Better grades start from drinking water

Photo by Vlada Karpovich

Many good students rush to private tutors after school and are unwilling to rest at night, but their test scores are still not as good as expected. This is because they ignore the most basic elements for the brain to function. Besides sleep, another thing that is often overlooked is hydration. From 2009 to 2012, a study in the United States investigated whether 4,000 children and adolescents aged 6 to 19 drank enough water. The study measured the concentration of their urine and found that more than half of them did not drink enough water, especially boys.

Over 75% of the brain is water, so to keep the mind active, enough water must be absorbed. In 2012, the Journal of the American College of Nutrition published an article that explored the relationship between insufficient water in the body and cognitive ability. It turns out that losing even 2% of your body weight in water is enough to significantly reduce cognitive abilities.
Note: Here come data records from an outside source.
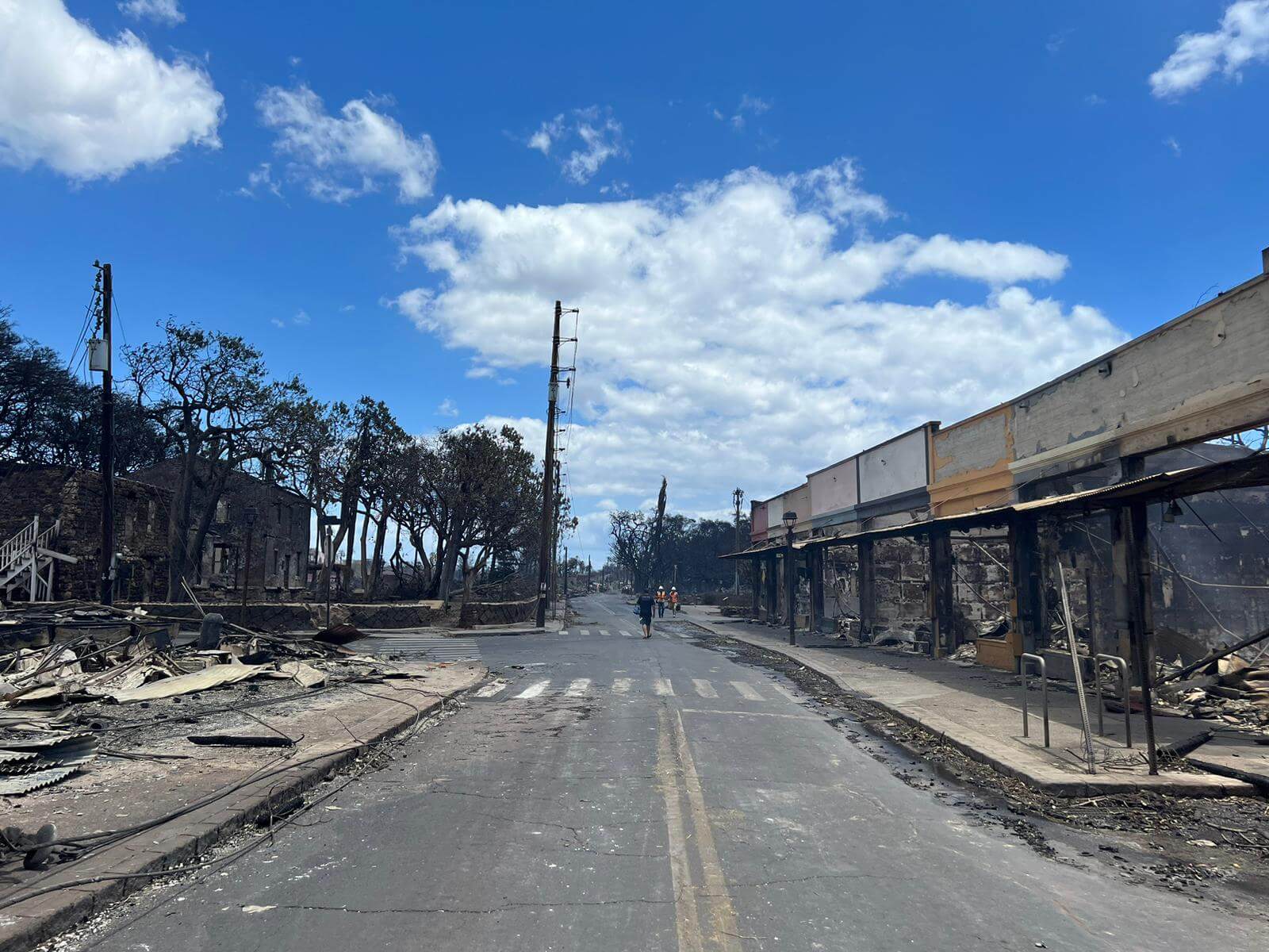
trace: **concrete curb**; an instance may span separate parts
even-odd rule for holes
[[[831,680],[843,691],[854,694],[862,701],[874,704],[895,720],[902,721],[912,727],[920,727],[921,730],[933,734],[939,740],[952,745],[971,760],[986,764],[996,770],[996,773],[1022,781],[1028,787],[1038,790],[1043,793],[1049,793],[1057,797],[1091,797],[1107,793],[1140,793],[1143,791],[1170,793],[1173,796],[1183,797],[1258,796],[1259,793],[1258,788],[1251,783],[1212,774],[1178,773],[1169,777],[1160,776],[1150,782],[1142,782],[1142,779],[1127,778],[1122,776],[1108,777],[1099,774],[1089,777],[1070,774],[1049,767],[1023,764],[1018,762],[1016,753],[1008,745],[992,740],[991,737],[986,737],[977,731],[964,727],[963,725],[949,721],[945,717],[916,713],[914,711],[905,710],[902,704],[896,704],[872,694],[860,693],[855,685],[848,684],[840,675],[820,664],[813,655],[807,652],[807,649],[794,647],[792,645],[773,645],[765,640],[755,638],[739,631],[717,631],[708,621],[702,618],[689,618],[688,621],[700,628],[704,628],[712,635],[736,638],[737,641],[744,641],[754,647],[775,651],[777,654],[782,654],[798,664],[806,665],[811,670]]]
[[[444,697],[414,701],[418,713],[406,712],[396,699],[385,698],[385,710],[358,725],[364,740],[355,745],[335,748],[327,755],[322,755],[321,749],[330,748],[331,744],[316,745],[317,749],[307,757],[317,759],[247,783],[181,817],[142,830],[81,862],[53,867],[48,876],[11,890],[10,894],[46,889],[60,882],[103,875],[128,877],[69,886],[0,910],[0,952],[25,952],[148,885],[157,878],[152,873],[184,866],[245,826],[270,816],[296,796],[334,777],[341,767],[355,760],[367,749],[410,729],[445,701],[467,693],[487,674],[486,669],[475,684]],[[4,899],[6,896],[0,895],[0,900]]]

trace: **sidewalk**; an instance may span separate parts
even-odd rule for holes
[[[1030,736],[1023,736],[1022,684],[1016,675],[981,666],[912,656],[886,649],[849,649],[835,638],[805,632],[798,646],[788,632],[723,618],[717,608],[689,605],[687,618],[707,631],[777,651],[830,678],[844,691],[869,701],[891,716],[939,735],[970,758],[986,763],[1030,787],[1056,796],[1098,796],[1150,790],[1178,796],[1246,796],[1255,787],[1208,773],[1146,772],[1146,725],[1133,715],[1133,748],[1123,745],[1123,713],[1104,713],[1105,736],[1096,735],[1096,703],[1090,697],[1089,718],[1099,769],[1088,773],[1082,762],[1084,732],[1079,699],[1071,691],[1049,685],[1051,744],[1044,748],[1038,679],[1032,679],[1028,707]],[[1183,717],[1155,717],[1161,750],[1187,750],[1211,731],[1211,725]]]
[[[114,746],[126,748],[118,757],[99,757],[57,787],[3,798],[5,825],[32,831],[55,823],[58,843],[96,849],[44,871],[24,869],[20,853],[0,864],[0,952],[32,948],[254,823],[268,828],[299,805],[301,793],[487,674],[478,663],[396,669],[377,683],[332,684],[280,704],[255,704],[251,712],[241,710],[251,703],[235,701],[233,710],[199,718],[197,726],[183,718],[194,698],[154,702],[135,713],[154,718],[150,726],[112,735]],[[180,702],[175,708],[174,701]],[[204,692],[197,701],[225,704],[226,693]],[[278,732],[294,745],[217,748],[185,739],[208,731]]]

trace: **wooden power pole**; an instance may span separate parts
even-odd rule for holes
[[[555,420],[560,402],[560,315],[556,301],[555,333],[551,335],[551,383],[547,387],[547,452],[542,465],[542,533],[538,541],[538,627],[547,623],[547,590],[551,575],[551,550],[555,545]]]
[[[95,263],[94,263],[95,264]],[[114,282],[109,264],[100,264],[102,281],[102,604],[114,603],[114,380],[112,377],[110,306]]]

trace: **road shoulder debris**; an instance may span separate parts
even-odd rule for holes
[[[247,631],[115,633],[0,651],[0,952],[268,828],[487,674]]]

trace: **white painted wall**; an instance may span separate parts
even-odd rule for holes
[[[859,501],[925,485],[925,428],[859,454]]]
[[[811,517],[849,509],[859,501],[855,486],[855,458],[843,459],[807,477],[811,486]]]

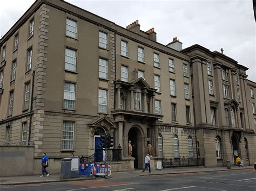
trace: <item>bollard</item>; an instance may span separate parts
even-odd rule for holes
[[[231,164],[230,163],[230,160],[227,160],[227,168],[228,169],[231,168]]]

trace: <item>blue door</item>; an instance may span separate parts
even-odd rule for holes
[[[103,148],[100,146],[100,136],[95,136],[95,154],[94,160],[95,162],[103,161]]]

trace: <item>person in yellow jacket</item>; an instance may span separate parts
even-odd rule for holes
[[[240,167],[240,164],[241,164],[241,159],[240,158],[239,156],[237,157],[237,160],[235,160],[235,162],[238,164],[238,167]]]

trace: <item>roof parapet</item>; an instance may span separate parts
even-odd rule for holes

The three most impaired cognitive abilities are precisely the ones that are crucial to test performance: 1. Attention; 2. Psychomotor skills; 3. Immediate memory.

For example, during the entire listening test, our attention function allows us to focus 100% on the test questions and shut out the background noise in the classroom; psychomotor skills enable us to write down what we hear quickly and accurately; and immediate memory allows us to remember a conversation of more than ten seconds in our mind, and then answer a question regarding that conversation. This shows that dehydration is detrimental to the whole academic endeavor, especially when taking exams.

According to the Centre for Health Protection, each person should drink at least 6 to 8 glasses of fluids (each glass is about 240 ml) every day, and more under hot weather. However, please note that it is better to drink less sugary drinks. How can we remember to drink enough water but not too much amid our busy schedule? The answer is to establish a daily water-drinking rhythm. For example, drink a glass of water for breakfast, bring a 500 ml water bottle to school, and drink up the water in the bottle across two separate moments in the morning; at lunch, refill the bottle and drink it up before school is over; after getting home, drink yet another glass of water.